Efficient nanostructuring of glass with elliptically polarized pulses

(Nanowerk News) Photoexcitation, particularly photoionization, represents a vital aspect of light-matter interactions in nature, with applications spanning photosynthesis in plants, vision in biology, photography, and laser processing of materials. Conventional wisdom posits that the transformation of a substance is weaker when less light is absorbed. However, our recent findings challenge this assumption.
In a groundbreaking paper published in Light Science & Application ("Efficient ultrafast laser writing with elliptical polarization"), a group of researchers led by Professor Peter G. Kazansky from the Optoelectronics Research Centre at the University of Southampton, United Kingdom, unveiled their discovery of efficient ultrafast laser nanostructuring with elliptical polarization in silica glass.
Efficient writing of anisotropic nanopores in glass
a, Birefringence images of laser patterns written in silica glass with linearly and elliptically polarized pulses. b, Scanning electron microscope (SEM) images of corresponding nanopore structures. (Image courtesy of the researchers)
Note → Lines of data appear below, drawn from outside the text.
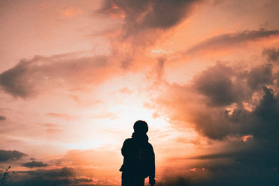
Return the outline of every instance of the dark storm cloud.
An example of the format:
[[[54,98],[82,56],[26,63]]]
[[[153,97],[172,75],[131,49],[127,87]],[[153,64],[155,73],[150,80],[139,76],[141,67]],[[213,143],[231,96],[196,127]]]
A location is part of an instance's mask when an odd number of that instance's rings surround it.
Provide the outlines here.
[[[279,62],[279,49],[275,48],[265,49],[262,54],[267,57],[269,62]]]
[[[214,51],[224,47],[230,47],[250,41],[279,36],[279,30],[244,31],[232,33],[221,34],[204,40],[186,51],[186,53],[195,54],[202,51]],[[274,56],[276,56],[276,55]]]
[[[213,139],[236,134],[257,136],[259,132],[267,137],[269,132],[278,130],[275,124],[278,96],[266,88],[276,88],[273,80],[271,65],[241,70],[217,63],[195,76],[191,84],[170,85],[169,91],[159,97],[158,102],[174,120],[190,122],[197,131]],[[255,93],[262,96],[255,100]],[[267,98],[269,102],[264,104]]]
[[[75,176],[74,169],[66,166],[56,169],[37,169],[36,171],[17,171],[17,173],[26,173],[29,176],[37,177],[50,177],[54,179],[59,177],[63,178]]]
[[[27,155],[17,150],[0,150],[0,162],[15,161]]]
[[[199,0],[106,0],[100,12],[125,15],[125,35],[148,29],[167,29],[187,17]]]
[[[96,83],[107,67],[105,56],[77,57],[61,54],[50,57],[37,56],[22,60],[15,67],[0,74],[0,86],[14,97],[34,95],[44,86],[63,86],[70,84]],[[92,78],[96,75],[98,78]]]
[[[1,116],[0,115],[0,121],[6,120],[6,118],[4,116]]]
[[[35,171],[15,171],[10,185],[95,185],[93,180],[84,177],[79,178],[77,171],[69,167],[55,169],[37,169]]]
[[[36,162],[36,161],[32,161],[30,162],[27,162],[22,164],[23,166],[25,167],[29,167],[29,168],[33,168],[33,167],[45,167],[47,166],[47,164],[44,164],[42,162]]]
[[[217,63],[195,79],[195,88],[209,98],[210,104],[227,105],[237,102],[241,96],[241,90],[232,80],[233,76],[235,75],[231,67]]]
[[[266,54],[266,49],[263,55]],[[187,123],[186,127],[190,125],[209,138],[209,141],[218,140],[226,145],[210,153],[169,160],[177,162],[195,160],[197,171],[191,173],[196,173],[189,177],[186,176],[188,172],[181,171],[180,176],[169,175],[169,178],[158,185],[278,185],[278,75],[276,64],[263,63],[240,68],[218,62],[186,84],[169,85],[168,90],[158,98],[156,108],[172,121]],[[182,129],[183,125],[174,123]],[[245,137],[249,139],[243,140]],[[204,171],[199,170],[202,167]]]

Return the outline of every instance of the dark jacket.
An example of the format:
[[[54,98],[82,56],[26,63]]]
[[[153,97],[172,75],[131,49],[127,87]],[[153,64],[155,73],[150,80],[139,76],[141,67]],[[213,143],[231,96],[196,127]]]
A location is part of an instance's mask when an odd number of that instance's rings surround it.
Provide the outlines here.
[[[154,151],[145,133],[133,133],[132,138],[125,140],[121,153],[124,160],[120,171],[129,171],[143,178],[149,176],[149,180],[154,180]]]

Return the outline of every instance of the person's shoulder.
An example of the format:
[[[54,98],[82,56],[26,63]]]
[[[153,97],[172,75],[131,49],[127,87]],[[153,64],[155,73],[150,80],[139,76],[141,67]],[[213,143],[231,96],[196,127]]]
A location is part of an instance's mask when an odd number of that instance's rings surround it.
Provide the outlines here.
[[[124,144],[132,143],[133,141],[134,141],[134,140],[133,140],[133,138],[128,138],[128,139],[125,139]]]
[[[150,144],[149,142],[147,142],[147,146],[148,146],[148,147],[149,147],[150,148],[152,148],[152,149],[153,149],[153,146],[152,146],[151,144]]]

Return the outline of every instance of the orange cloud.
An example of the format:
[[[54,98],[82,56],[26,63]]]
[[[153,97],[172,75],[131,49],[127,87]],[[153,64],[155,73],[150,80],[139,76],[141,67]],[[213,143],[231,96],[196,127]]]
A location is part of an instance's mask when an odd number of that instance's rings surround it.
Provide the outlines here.
[[[66,8],[66,10],[61,10],[61,14],[63,17],[65,18],[71,18],[73,17],[76,17],[79,15],[81,15],[82,11],[80,10],[76,9],[73,6]]]

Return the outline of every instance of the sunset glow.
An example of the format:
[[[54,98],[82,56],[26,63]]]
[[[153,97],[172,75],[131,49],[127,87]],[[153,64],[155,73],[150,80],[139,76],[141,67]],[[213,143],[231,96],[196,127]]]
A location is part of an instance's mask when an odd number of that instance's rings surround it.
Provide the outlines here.
[[[277,185],[278,10],[276,0],[1,1],[3,185],[121,185],[138,120],[156,185]]]

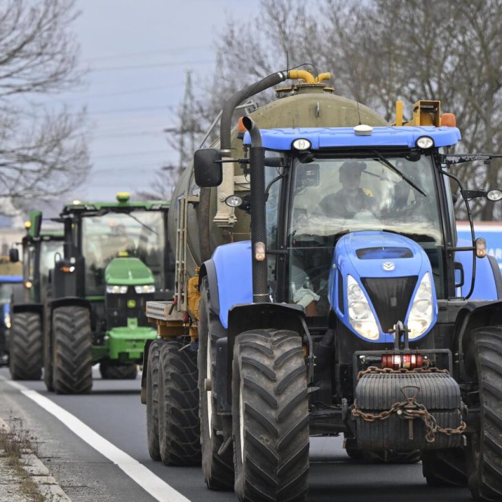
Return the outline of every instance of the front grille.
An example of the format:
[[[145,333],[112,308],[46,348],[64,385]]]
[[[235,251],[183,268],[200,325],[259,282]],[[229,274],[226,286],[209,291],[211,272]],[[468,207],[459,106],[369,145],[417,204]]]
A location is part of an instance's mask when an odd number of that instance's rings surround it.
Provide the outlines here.
[[[398,321],[404,322],[418,280],[417,276],[361,279],[384,332],[392,329]]]

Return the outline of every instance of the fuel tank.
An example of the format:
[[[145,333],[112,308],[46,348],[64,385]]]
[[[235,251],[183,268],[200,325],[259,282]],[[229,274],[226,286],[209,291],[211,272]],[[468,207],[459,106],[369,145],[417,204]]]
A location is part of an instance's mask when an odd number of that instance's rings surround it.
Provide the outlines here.
[[[383,118],[367,106],[336,95],[332,87],[322,83],[296,84],[290,87],[276,89],[276,93],[279,98],[250,114],[261,129],[353,127],[360,123],[372,126],[387,124]],[[211,146],[218,148],[219,144],[217,140]],[[231,146],[234,158],[243,156],[242,141],[238,137],[236,127],[232,131]],[[247,182],[242,177],[243,173],[239,165],[236,163],[233,165],[233,191],[241,193],[246,188]],[[191,164],[182,174],[171,200],[169,238],[173,250],[176,248],[176,235],[179,227],[178,219],[180,198],[195,197],[199,191],[194,180],[193,165]],[[231,194],[225,193],[224,195]],[[234,221],[228,224],[217,224],[213,221],[218,211],[218,199],[221,207],[223,195],[220,188],[211,189],[209,210],[208,214],[205,215],[199,214],[196,202],[188,205],[186,269],[190,277],[195,275],[196,267],[201,265],[199,224],[209,226],[211,253],[221,244],[249,238],[249,216],[240,209],[234,210]]]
Surprisingly, despite the nonlinear absorption being approximately 2.5 times weaker, elliptically polarized pulses yield about double the birefringence compared to linearly polarized light. The team observed anisotropic nanopores with a higher concentration in elliptically polarized pulses.
This phenomenon is attributed to the enhanced interaction of circularly polarized light with a network of randomly oriented bonds and hole polarons in silica glass, as well as the efficient tunneling ionization of defects possessing low excitation potentials by circular polarization.
The researchers elucidated, "It is widely assumed that multiphoton ionization is the primary mechanism governing ultrafast laser writing in transparent materials, but our investigation has revealed that tunneling excitation of laser-induced defects, such as self-trapped holes, plays a crucial role in nanostructuring silica glass."
They further projected, "In 5D optical data storage, information can be recorded using elliptically polarized pulses with reduced energy and increased writing speed. Additionally, our demonstration enables the fabrication of large-area geometric phase optical elements and vector beam converters with ultrahigh transmittance for high-power and UV lasers."